The multi-player in Space Marine is unfortunately a somewhat mixed affair. The core game play takes all the things you encountered in the single player and mixes them up into the now familiar persistent levelling multi-player experience. You start off with a few basic classes, weapons and perks available to you and as you level more of them are unlocked. The weapons, unlike other similar systems in say Call of Duty: Black Ops, can be somewhat game breaking in certain combinations. This is alleviated by the fact that you can copy an enemies load out when they kill you (for 1 life only) but the balance seems to kick in around the level 10~20 mark, which might be off putting to some players.
The most unfortunate part about the multi-player in Space Marine is the lack of dedicated servers for hosting. This means that you have no choice of who you’re paired up with and all it takes is one player on the other side of the world to start making the game laggy. On the first game that I played it was completely unplayable with me and my fellow LANers being matched to people that were no where near us at all. Changing this up to just us (plus a few other locals) alleviated the lag completely, but getting this in a public game seems to be nigh on impossible.

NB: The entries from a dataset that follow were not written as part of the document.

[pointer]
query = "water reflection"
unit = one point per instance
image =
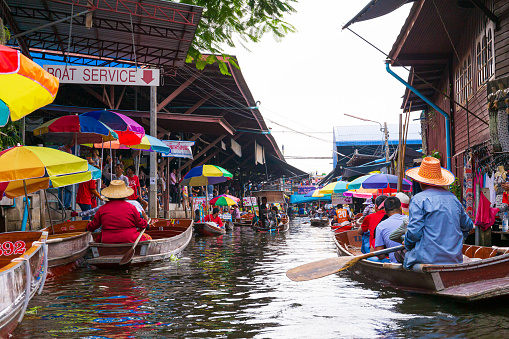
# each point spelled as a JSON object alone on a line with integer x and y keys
{"x": 235, "y": 286}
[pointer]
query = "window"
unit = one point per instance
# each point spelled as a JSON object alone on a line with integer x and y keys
{"x": 484, "y": 56}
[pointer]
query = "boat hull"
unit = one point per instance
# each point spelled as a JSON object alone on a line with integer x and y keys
{"x": 167, "y": 240}
{"x": 487, "y": 276}
{"x": 320, "y": 222}
{"x": 67, "y": 246}
{"x": 206, "y": 230}
{"x": 21, "y": 278}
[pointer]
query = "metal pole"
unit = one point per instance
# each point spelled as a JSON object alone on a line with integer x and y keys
{"x": 28, "y": 206}
{"x": 152, "y": 199}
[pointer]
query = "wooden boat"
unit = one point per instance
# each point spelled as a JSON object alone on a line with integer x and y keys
{"x": 206, "y": 229}
{"x": 320, "y": 222}
{"x": 23, "y": 269}
{"x": 283, "y": 227}
{"x": 67, "y": 246}
{"x": 484, "y": 275}
{"x": 169, "y": 237}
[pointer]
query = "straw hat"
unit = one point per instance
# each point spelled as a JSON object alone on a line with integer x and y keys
{"x": 117, "y": 190}
{"x": 431, "y": 173}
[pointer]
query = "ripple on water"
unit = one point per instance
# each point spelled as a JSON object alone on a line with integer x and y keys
{"x": 235, "y": 286}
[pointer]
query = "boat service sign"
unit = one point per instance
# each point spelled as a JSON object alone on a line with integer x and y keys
{"x": 104, "y": 75}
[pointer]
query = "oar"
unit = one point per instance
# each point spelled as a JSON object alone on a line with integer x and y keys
{"x": 322, "y": 268}
{"x": 130, "y": 254}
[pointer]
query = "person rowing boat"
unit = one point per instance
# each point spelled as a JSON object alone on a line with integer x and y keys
{"x": 120, "y": 221}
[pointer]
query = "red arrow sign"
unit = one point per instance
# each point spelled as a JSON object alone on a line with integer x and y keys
{"x": 147, "y": 76}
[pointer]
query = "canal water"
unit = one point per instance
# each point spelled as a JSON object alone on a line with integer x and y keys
{"x": 235, "y": 286}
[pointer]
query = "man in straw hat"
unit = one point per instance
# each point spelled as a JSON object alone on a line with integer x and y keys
{"x": 120, "y": 220}
{"x": 438, "y": 223}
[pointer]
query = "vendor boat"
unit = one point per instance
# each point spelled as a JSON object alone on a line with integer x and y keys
{"x": 208, "y": 229}
{"x": 23, "y": 269}
{"x": 67, "y": 246}
{"x": 283, "y": 227}
{"x": 169, "y": 237}
{"x": 485, "y": 274}
{"x": 320, "y": 222}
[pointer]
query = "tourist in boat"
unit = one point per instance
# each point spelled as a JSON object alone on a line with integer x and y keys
{"x": 394, "y": 219}
{"x": 370, "y": 222}
{"x": 438, "y": 222}
{"x": 120, "y": 221}
{"x": 214, "y": 217}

I played some more multi-player last night just to see if the issues were still occurring and whilst it was no where near as bad as it originally was there was still several occasions when it would starting lagging considerably or delay the game for 10 seconds whilst it waited for the current host to catch up. Talking this over with one of my mates who was a long time player of Dawn of War (another Warhammer based Relic game) this should have come as no surprise as they’ve had a history of atrocious netcode in nearly all of their games. Honestly when all the big names gave up quickly on the idea of serverless multi-player after one iteration you have to wonder why Relic went down this path as it basically ruins what could be an extremely fun and captivating multi-player experience.
The game itself though stands well enough alone though that a bad multi-player experience really can’t detract from the sheer enjoyment I had during my time with Warhammer 40000: Space Marine. The settings are amazing, the lore deep and thoroughly engrossing and the characters believable and aptly voice acted. Space Marine hits all the right buttons and there was never a time when I found myself wanting to put the game down out of frustration, instead feeling myself improve gradually as I mastered all aspects that the game presented to me. For fans of the Warhammer lore I’m sure they’ll enjoy this faithful experience and for regular gamers there’s enough action and thrills to keep you interested right up until the final crescendo.
Warhammer 40000: Space Marine is available on PC, Xbox360 and PlayStation 3 right now for $88, $108 and $108 respectively. Game was played on the hardest difficulty with around 8 hours in the single player and 3 hours in multiplayer.